Since structure and design took their place alongside more evocative, poetic and informal aspects in his work, Michie's decision to sculpt seemed natural. The two disciplines cross-fertilised, sharing an interest in the shapes of boulders, found objects, landscape features or of shrapnel and other wartime fragments that Michie discovered on Studland beach in the 1950s. An early bronze, Nemesis, was inspired by a bone found there. Later sculptures, cast in bronze or aluminium at an industrial foundry in Bridport, west Dorset, revealed a mixture of organic and architectural form. Michie's experience of war informed all aspects of his repertoire, ranging from the Shrapnel series to pieces based on the ancient Greek wheel of death and to a large 15ft bronze, Endeavour, commissioned by British Aerospace at Filton, Bristol, with a thrusting aerodynamic shape that recalled Michie's flying days.
It was upon his work as a painter, however, that Michie's reputation was mainly founded. He enjoyed a major solo show in São Paulo, Brazil in 1972 and the modern art museums in both São Paulo and Rio acquired his work. In 1982 he became a Royal West of England academician and served as council member between 1984 and 1994. Through the support of the RWA sculptor Peter Thursby, Michie also became a Fellow of the Royal Society of British Sculptors in 1994.
In the early 1990s, Michie followed his mother in exhibiting at the Royal Scottish Academy in Edinburgh.
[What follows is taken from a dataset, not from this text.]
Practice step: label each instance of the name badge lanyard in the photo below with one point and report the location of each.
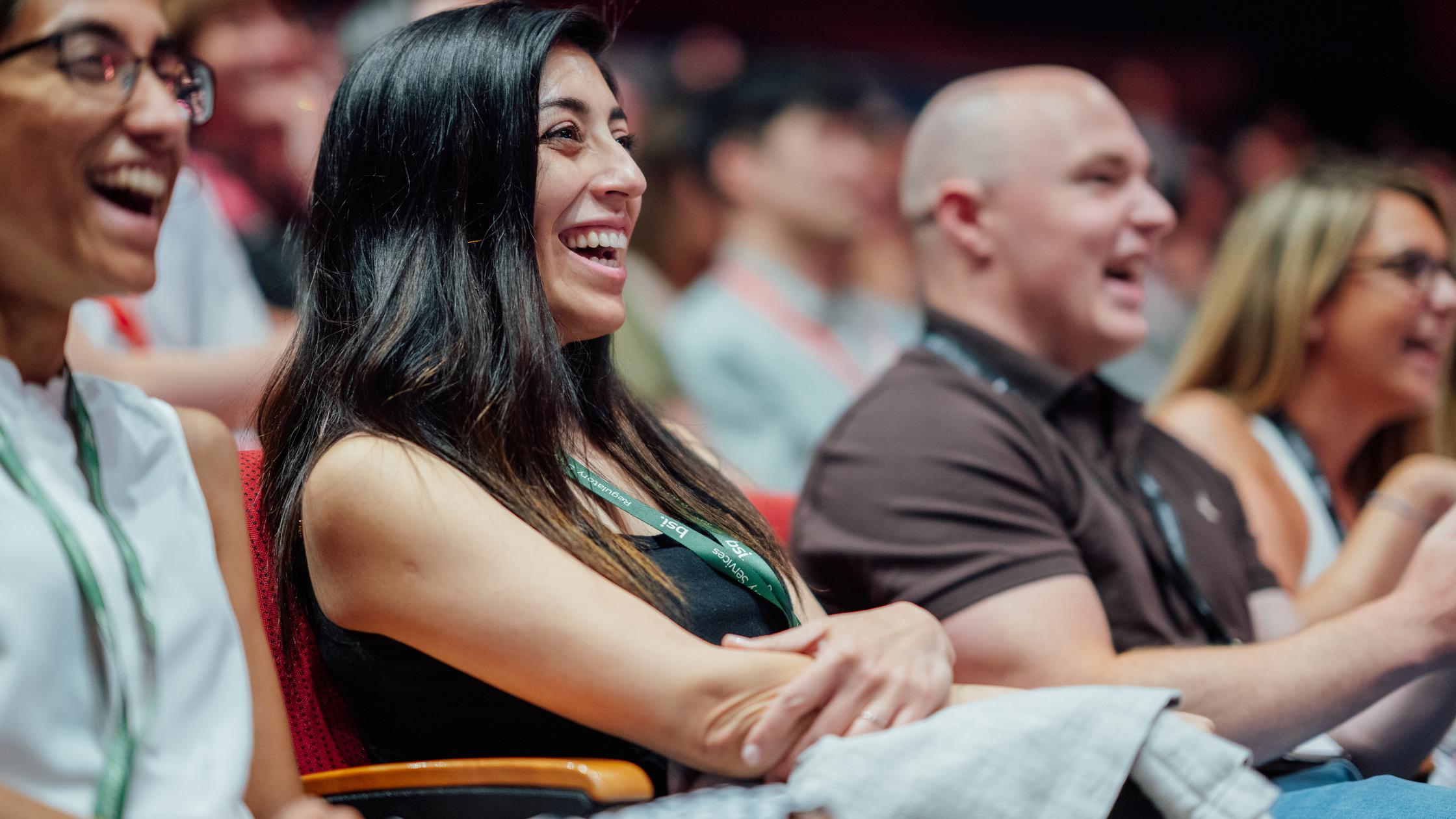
(729, 557)
(1306, 458)
(111, 790)
(1152, 491)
His desire to emulate his brother and have a regular London gallery was not fulfilled, although he enjoyed a major solo show at the Mall Gallery in 1996 and a less successful show with Archeus Fine Art in 2000. He sold best from his studio, a large wine vault below the splendid Queen Anne house in Wareham where he lived with his second wife Sally from 1961 onwards.
Michie belonged to a generation of later modernist artists who shared an optimistic but never naïve world-view conditioned by an understanding of human nature gained during wartime. A sophisticated, urbane man with a quiet, wry sense of humour, he overcame a strange mix of privilege and disadvantage to pursue a difficult career.
Alastair Michie, painter, sculptor and illustrator: born St Omer, France 9 December 1921; married 1944 Hazel Greenham (three daughters; marriage dissolved), 1970 Sally Greasley (one son, one daughter); died Wareham, Dorset 2 May 2008.